Rowing offers a variety of workouts that target your entire body. It’s about 70 percent legs, 20 percent body, and 10 percent arms. Plus, it can serve different purposes in your weekly routine. It can be a warm-up; it can be your super-challenging primary workout, or it can be your easy recovery session – all depending on how your body feels. With rowing, you can take it easy on your joints since you stay seated the whole time, unlike high-impact exercises like running. And don’t be fooled – rowing can give you an amazing workout.
The rowing stroke begins with a powerful leg push, similar to doing a leg press at the gym (and some of the Row instructors even refer to the feeling of an explosive squat jump.) But does that mean rowing can replace your strength training sessions – especially on leg day?
“While rowing does primarily target and strengthen certain large muscle groups, mainly the legs, and body, it may not be the most effective method for building muscle mass compared to other forms of resistance training such as weight lifting,” explains Alex. “Rowing primarily relies on the leg drive to generate power but it doesn’t provide the same level of muscle stimulation as dedicated lower body exercises such as deadlifts or squats.”
“Your muscles will definitely become stronger, especially your glutes, quads, hamstrings, hip flexors, and core,” adds Adrian. “But I would not say rowing can replace your strength training.”
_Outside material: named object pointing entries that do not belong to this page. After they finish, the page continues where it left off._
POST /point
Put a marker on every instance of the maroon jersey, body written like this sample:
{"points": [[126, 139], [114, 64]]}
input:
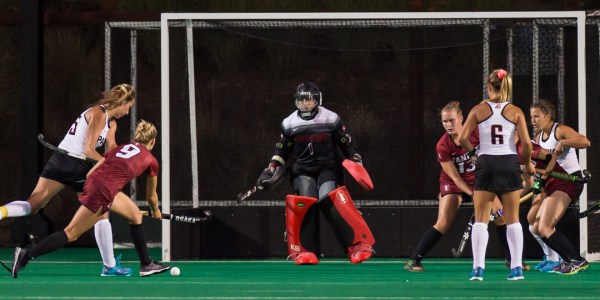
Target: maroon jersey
{"points": [[121, 165], [447, 150], [552, 184]]}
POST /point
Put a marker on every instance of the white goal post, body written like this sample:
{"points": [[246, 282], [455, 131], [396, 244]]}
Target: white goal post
{"points": [[189, 21]]}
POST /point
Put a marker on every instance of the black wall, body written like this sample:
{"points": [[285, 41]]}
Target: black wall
{"points": [[257, 232]]}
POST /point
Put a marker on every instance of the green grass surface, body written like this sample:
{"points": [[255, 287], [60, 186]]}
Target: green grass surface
{"points": [[73, 273]]}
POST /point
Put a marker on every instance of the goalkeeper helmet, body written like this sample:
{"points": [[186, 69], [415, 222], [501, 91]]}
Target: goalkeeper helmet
{"points": [[307, 99]]}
For a well-rounded fitness routine, you need a mix of aerobic endurance training, weight training to build muscle mass, and resistance training to sculpt and strengthen your muscles. Rowing can cover both endurance and resistance training, but it’s important to incorporate weight training as well. Not only will this improve your performance, but it’s crucial for maintaining your overall health. After the age of 30, you can lose up to 8 percent of your muscle mass per decade unless you actively build new muscle through strength training. So don’t let future problems catch up with you – keep that muscle mass strong!